Boris Johnson has said “there is a way” of getting a Brexit deal as he prepares to discuss his options with Democratic Unionist leader Arlene Foster.
The PM, whose attempts to force an early election have been blocked by MPs, said “loads of people” wanted an agreement but he was prepared to leave without one if “absolutely necessary”.
The DUP said any solution which led to UK trade borders was a “non-runner”.
Parliament was dramatically suspended for five weeks earlier on Tuesday.
MPs are not now due to return to Westminster until 14 October after Parliament was controversially prorogued.
Amid unprecedented scenes in the Commons early on Tuesday, some MPs protested against the suspension with signs saying “silenced” while shouting: “Shame on you.”
Mr Johnson dismissed as “a load of nonsense” claims that proroguing Parliament was undemocratic. adding: “We were very, very clear, that if people wanted a democratic moment, if they wanted an election, we offered it to the Labour opposition and mysteriously, they decided not to go for it.”
Opposition MPs said a law blocking a no-deal Brexit on 31 October must be enforced first before there could be any election.

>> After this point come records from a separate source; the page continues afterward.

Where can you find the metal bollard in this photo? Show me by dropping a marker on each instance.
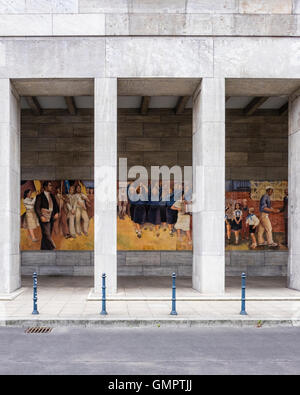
(103, 312)
(35, 310)
(173, 312)
(243, 310)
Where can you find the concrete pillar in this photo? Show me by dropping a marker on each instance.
(209, 186)
(10, 279)
(105, 250)
(294, 193)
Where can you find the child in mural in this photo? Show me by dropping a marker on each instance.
(252, 222)
(183, 220)
(31, 221)
(236, 223)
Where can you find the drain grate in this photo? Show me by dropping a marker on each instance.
(38, 329)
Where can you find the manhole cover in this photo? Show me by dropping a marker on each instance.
(38, 329)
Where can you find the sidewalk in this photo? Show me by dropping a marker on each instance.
(147, 301)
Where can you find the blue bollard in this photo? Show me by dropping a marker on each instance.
(243, 310)
(103, 312)
(173, 312)
(35, 310)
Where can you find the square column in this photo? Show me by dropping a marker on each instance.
(105, 249)
(209, 186)
(10, 278)
(294, 194)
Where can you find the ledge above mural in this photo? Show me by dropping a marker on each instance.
(57, 215)
(256, 215)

Mr Johnson has insisted he will not ask the EU for a further delay but, after legislation passed by MPs, he will be legally obliged to do so unless Parliament approves an agreement by 19 October.
Key sticking point
Ahead of their talks in Downing Street, the DUP insisted their influence over Brexit events was “not waning” despite Mr Johnson’s government losing its Commons majority.
The party, which propped up Theresa May’s government since the 2017 election, said it would not support any revised version of the former PM’s Brexit agreement which separated Northern Ireland from the rest of the UK.
The Irish border has proved a key sticking point in attempts to agree a Brexit deal between the UK and the EU.
The government has indicated it could support harmonised rules for the agriculture and food sector to prevent the need for any sanitary and other health checks on the border between Northern Ireland and the Republic.
But it has distanced itself from reports that plans for a single EU-UK customs territory in the current withdrawal agreement – rejected three times by MPs – could be replaced with a specific Northern Ireland only “backstop” arrangement.
Sir Jeffrey Donaldson said a considerable number of Tory MPs would look to the DUP to judge the likely success of any new proposals.
“We are plugged into the ongoing discussions about alternative arrangements, we have a significant role to play and, therefore, I would argue that our influence remains,” he told Radio 4’s World at One programme.
“I don’t see the prime minister, who appointed himself as the minister for the Union, agreeing to an arrangement that separates Northern Ireland from Great Britain in trading terms,” he said.
“I think that this idea that you have a Northern Ireland-only backstop where you have a trade border in the Irish Sea between Northern Ireland and Great Britain is simply a non-runner.”